A salvage team is continuing preparations to raise the sunken Seacor Power lift boat in the Gulf of Mexico.
Crews last month completed the removal of approximately 20,363 gallons of diesel fuel from the SEACOR Power using the hot tapping method, which involved drilling into the fuel tanks, making a hose connection, and transferring the fuel to portable tanks.
Remaining on board is approximately 4,500 gallons of hydraulic fluid in tanks that are inaccessible but not comprised, so therefore it will remain on board until after the vessel is raised.
The Coast Guard reported Friday that a salvage crane was working to remove debris from the site while divers were prepping lift boat to be raised.
The SEACOR Power capsized during a severe squall shortly after departing Port Fourchon, Louisiana on April 13 with 19 people on board.
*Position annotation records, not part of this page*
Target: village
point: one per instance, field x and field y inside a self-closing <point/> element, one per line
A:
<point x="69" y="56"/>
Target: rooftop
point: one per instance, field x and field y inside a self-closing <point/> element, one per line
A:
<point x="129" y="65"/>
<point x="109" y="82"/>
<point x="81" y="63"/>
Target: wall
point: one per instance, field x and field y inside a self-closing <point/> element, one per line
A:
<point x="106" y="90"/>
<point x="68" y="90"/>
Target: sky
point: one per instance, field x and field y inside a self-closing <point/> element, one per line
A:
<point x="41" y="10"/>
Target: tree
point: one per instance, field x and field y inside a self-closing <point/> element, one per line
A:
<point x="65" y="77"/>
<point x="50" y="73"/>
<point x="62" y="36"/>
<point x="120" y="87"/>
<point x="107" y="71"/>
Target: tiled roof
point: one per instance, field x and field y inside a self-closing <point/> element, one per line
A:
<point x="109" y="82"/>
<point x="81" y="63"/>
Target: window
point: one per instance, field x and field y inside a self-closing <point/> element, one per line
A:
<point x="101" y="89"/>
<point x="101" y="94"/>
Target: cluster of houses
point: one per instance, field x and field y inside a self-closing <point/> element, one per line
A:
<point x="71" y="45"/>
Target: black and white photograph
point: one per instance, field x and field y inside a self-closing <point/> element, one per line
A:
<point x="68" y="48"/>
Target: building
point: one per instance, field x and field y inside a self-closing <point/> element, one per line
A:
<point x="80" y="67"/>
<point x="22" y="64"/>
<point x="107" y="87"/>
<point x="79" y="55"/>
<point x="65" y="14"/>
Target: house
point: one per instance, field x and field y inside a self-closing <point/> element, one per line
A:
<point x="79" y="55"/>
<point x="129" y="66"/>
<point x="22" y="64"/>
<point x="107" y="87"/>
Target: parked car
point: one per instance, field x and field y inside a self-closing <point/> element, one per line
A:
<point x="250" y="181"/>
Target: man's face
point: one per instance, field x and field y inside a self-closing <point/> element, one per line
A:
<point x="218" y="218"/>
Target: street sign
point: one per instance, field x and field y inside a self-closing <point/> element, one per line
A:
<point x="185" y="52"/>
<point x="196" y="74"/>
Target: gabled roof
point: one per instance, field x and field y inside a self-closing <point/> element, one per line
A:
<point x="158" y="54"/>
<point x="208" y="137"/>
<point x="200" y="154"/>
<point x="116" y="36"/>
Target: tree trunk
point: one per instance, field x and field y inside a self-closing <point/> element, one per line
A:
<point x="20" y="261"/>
Six crew members were recovered safely following the accident. Seven people currently remain missing.
The accident remains under investigation by the National Transportation Safety Board (NTSB) and Coast Guard, however a preliminary report published in May by the NTSB revealed the SEACOR Power’s crew decided to lower the vessel’s legs to the seafloor to ride out a squall.
The vessel capsized as the helmsmen was attempting to turn the Seacor Power into the wind as the legs began to descend.
The lift boat is owned and operated Houston-based SEACOR Marine and was chartered to Talos Energy at the time of the accident.
The SEACOR Eagle, another SEACOR Marine-operated lift boat, is being utilized for the salvage operation.
There remains a Coast Guard safety zone covering a one nautical mile radius around the incident site in effect until June 15. A timeline for the refloating operation has not been provided.